Having read Frank's excellent analysis of static references, I took a trip through the code base in order to find offending static object references that might be causing the leak. Unfortunately, no where in the code was I creating static references that looked like they would have resulted in a ClassLoader leak (not to say that there aren't, as was pointed out in Frank's article, this is a tricky problem to track down and none of my references looked suspicious). Well, if its not in my code, where is it?
Since I'm using Wicket, I created a skeletal test project that creates a single webpage and dynamically sets a span tag on the page to a hard coded String object. I fired up VisualVM, and ran my same deploy and redeploy test and sure enough the PermGen space starts getting eaten up like clockwork. To be fair, the PermGen space didn't fill up nearly as fast since my test project is only allocating a few classes and they're associated ClassLoader objects every redeploy, but given enough time it did eventually result in the same OutOfMemoryErrors in the console.
"Aha!", I thought, "Wicket's developers have made a grievous mistake, and aren't watching their code for potential ClassLoader leaks". I figured that since I'm using Wicket, I'll just have to live with the knowledge that eventually I'll run out of PermGen space and have to restart my server. Certainly annoying to me as a developer, but its definitely a viable workaround. The only problem will be when this code hits production, and I'll have to be careful to restart the server after each code deployment or run the risk of having the server be brought to its knees from memory problems.
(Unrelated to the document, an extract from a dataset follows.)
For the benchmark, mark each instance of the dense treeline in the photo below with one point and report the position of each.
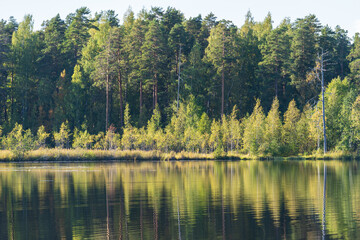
(240, 88)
I can't remember what particular Google search netted me this link, but I did eventually find this gem of information:
The JDK's permanent memory behaves differently depending on whether a debugging is enable, i.e. if there is an active agent.
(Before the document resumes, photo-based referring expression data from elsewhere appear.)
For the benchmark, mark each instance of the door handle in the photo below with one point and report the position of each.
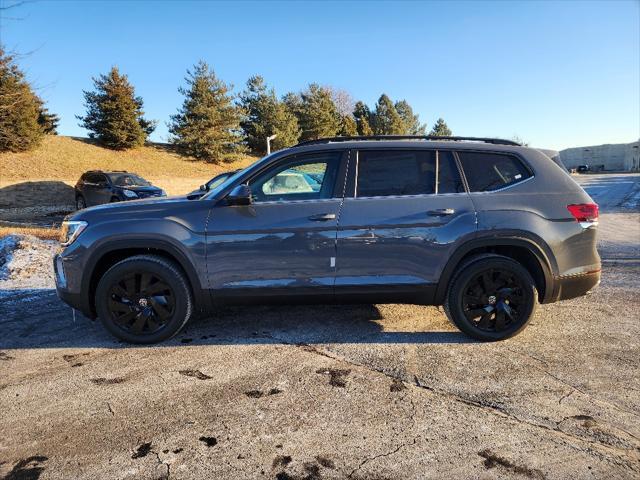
(323, 217)
(441, 212)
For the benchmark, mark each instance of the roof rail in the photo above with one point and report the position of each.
(495, 141)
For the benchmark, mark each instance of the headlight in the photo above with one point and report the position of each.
(70, 231)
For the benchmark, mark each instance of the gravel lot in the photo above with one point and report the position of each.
(362, 392)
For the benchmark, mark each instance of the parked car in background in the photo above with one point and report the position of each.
(210, 185)
(486, 227)
(97, 187)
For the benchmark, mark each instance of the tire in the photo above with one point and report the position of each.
(144, 299)
(491, 298)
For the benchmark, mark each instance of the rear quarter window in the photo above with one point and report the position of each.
(486, 172)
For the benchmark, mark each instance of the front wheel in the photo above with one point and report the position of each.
(491, 298)
(144, 299)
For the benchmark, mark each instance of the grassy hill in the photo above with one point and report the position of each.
(66, 158)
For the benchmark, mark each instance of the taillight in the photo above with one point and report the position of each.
(585, 213)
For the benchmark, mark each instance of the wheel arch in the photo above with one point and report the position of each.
(115, 251)
(527, 249)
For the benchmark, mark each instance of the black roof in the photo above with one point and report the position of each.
(493, 141)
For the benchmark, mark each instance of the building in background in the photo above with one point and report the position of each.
(616, 157)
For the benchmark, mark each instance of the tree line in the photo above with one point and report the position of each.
(213, 123)
(24, 119)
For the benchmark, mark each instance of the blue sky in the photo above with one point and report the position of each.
(557, 74)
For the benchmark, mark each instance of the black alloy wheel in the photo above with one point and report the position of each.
(141, 303)
(491, 298)
(144, 299)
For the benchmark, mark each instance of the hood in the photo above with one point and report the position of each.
(131, 209)
(149, 188)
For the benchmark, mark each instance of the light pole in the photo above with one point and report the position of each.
(269, 138)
If there is an active agent, the JDK can fail to collect permanent memory in some cases. (Specifically, when some code introspects a class with a primitive array like, byte[] or char[].) This can cause the permanent space to run out, for example, when redeploying .war files.
I had no idea that the JVM's garbage collector behaved differently depending on whether the application is running in debug mode or not. Since I'm constantly running my code in debug mode and using Eclipse's hot fix code replace feature, and every code change redeploys the entire .war archive to the server, resulting in more class loaders on the class path, and another chunk of memory that will never be reclaimed by the server.
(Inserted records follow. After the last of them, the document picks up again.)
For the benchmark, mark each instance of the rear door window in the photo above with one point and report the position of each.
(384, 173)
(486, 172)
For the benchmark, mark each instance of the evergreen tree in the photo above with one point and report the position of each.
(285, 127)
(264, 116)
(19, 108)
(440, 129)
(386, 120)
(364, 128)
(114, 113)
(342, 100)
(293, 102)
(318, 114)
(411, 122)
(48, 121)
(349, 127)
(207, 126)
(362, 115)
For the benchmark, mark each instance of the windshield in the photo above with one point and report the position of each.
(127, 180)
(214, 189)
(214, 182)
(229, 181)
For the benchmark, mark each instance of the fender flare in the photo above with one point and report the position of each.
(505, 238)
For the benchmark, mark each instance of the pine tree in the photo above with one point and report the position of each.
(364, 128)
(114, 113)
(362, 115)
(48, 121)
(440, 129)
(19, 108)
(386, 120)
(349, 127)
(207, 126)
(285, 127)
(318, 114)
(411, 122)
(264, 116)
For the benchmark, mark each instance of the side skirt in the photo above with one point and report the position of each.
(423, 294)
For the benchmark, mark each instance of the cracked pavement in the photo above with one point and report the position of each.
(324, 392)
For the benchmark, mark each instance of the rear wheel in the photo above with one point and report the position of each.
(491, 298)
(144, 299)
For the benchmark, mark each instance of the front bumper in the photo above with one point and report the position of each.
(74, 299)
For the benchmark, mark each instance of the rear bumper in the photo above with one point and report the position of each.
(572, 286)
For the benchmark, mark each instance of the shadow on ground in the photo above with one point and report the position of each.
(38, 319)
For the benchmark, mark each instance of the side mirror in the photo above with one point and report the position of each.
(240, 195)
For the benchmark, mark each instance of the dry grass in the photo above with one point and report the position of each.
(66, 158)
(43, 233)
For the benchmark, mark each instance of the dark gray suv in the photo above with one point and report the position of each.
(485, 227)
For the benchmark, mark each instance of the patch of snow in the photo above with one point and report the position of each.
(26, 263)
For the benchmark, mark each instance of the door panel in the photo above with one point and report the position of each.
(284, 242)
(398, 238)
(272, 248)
Therefore, the moral of the story is while trying to track down memory leaks, do not run your application (especially a web application) in debug mode. It is still true that you can leak PermGen space without your application being run in debug mode, so this isn't an excuse for poor coding practices. Rather, its a cautionary tale of my part of how even a simple thing like running your application in debug mode can mean rather drastically different program performance even outside of the debug instruction overhead.